Depuis le 27 juin 2026, cette procédure peut porter sur un contrat d’assurance rachetable, comme certains contrats d’assurance-vie. Dans ce cas, l’opposition adressée à l’assureur entraîne le rachat forcé du contrat.

La somme attribuée à l’organisme de recouvrement correspond à la valeur de rachat du contrat à la date à laquelle l’opposition est notifiée, dans la limite du montant réclamé

 Ce mécanisme s’applique à tout contrat d’assurance rachetable, y compris lorsque le contrat prévoit des restrictions ou des limitations à l’exercice de la faculté de rachat.

Indu d’assurance maladie : aménagement de la procédure

Lorsqu’un professionnel ou un établissement de santé doit rembourser à l’Assurance maladie des sommes indûment versées, la procédure de recouvrement débute par l’envoi d’une notification lui demandant :

  • soit de payer le montant réclamé ;
  • soit de présenter ses observations.

Depuis le 27 juin 2026, cette notification doit être adressée par tout moyen permettant de prouver sa date de réception. À compter de cette réception, le professionnel ou l’établissement dispose d’un délai de 2 mois pour payer ou faire valoir ses observations.
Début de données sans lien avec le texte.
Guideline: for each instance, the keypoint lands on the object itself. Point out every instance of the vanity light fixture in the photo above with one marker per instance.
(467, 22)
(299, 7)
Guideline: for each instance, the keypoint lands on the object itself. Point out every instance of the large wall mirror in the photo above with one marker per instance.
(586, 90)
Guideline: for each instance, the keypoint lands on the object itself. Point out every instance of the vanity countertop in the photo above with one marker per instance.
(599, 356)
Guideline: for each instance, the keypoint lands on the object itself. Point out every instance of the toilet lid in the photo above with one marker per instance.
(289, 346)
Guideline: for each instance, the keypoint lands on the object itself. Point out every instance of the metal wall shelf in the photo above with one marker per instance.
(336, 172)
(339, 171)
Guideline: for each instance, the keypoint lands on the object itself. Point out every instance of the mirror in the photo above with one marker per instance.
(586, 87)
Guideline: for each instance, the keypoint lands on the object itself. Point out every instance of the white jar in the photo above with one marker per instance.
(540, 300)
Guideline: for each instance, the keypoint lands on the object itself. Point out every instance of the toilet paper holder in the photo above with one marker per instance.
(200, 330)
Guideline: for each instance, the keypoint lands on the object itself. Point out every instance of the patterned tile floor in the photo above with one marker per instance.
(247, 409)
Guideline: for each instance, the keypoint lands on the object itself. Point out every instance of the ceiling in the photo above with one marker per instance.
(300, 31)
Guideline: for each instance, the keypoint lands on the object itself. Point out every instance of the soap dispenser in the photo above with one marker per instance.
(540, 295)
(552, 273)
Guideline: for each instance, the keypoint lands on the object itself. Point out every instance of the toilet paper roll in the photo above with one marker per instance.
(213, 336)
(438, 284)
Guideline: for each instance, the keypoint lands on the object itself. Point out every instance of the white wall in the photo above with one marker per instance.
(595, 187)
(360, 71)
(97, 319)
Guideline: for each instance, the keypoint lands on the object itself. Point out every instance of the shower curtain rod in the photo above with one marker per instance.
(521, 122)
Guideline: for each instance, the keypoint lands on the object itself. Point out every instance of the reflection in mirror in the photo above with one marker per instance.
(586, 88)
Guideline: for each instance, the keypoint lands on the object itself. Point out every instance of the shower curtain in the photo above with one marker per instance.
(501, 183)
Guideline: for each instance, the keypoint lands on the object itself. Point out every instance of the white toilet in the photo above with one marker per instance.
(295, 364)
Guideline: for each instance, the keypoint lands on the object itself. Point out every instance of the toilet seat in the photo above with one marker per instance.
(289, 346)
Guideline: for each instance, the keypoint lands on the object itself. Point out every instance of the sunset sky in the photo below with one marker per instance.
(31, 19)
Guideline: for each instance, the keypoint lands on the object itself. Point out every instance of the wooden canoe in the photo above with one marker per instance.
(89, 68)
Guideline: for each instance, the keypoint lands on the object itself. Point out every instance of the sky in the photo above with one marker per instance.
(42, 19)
À l’expiration de ce délai, l’organisme d’assurance maladie peut récupérer l’indu en pratiquant une retenue sur les versements de toute nature à venir, mais uniquement lorsque le professionnel ou l’établissement :

  • n’a pas payé la somme réclamée ;
  • n’a présenté aucune observation ;
  • et ne conteste pas le caractère indu de la somme.

Lorsque des observations sont présentées et rejetées en tout ou partie, l’organisme doit poursuivre la procédure en adressant à l’intéressé une mise en demeure de payer dans un délai d’un mois.

Des précisions réglementaires, non encore publiées à ce jour devraient donner davantage de précisions quant à la mise en œuvre de cette procédure.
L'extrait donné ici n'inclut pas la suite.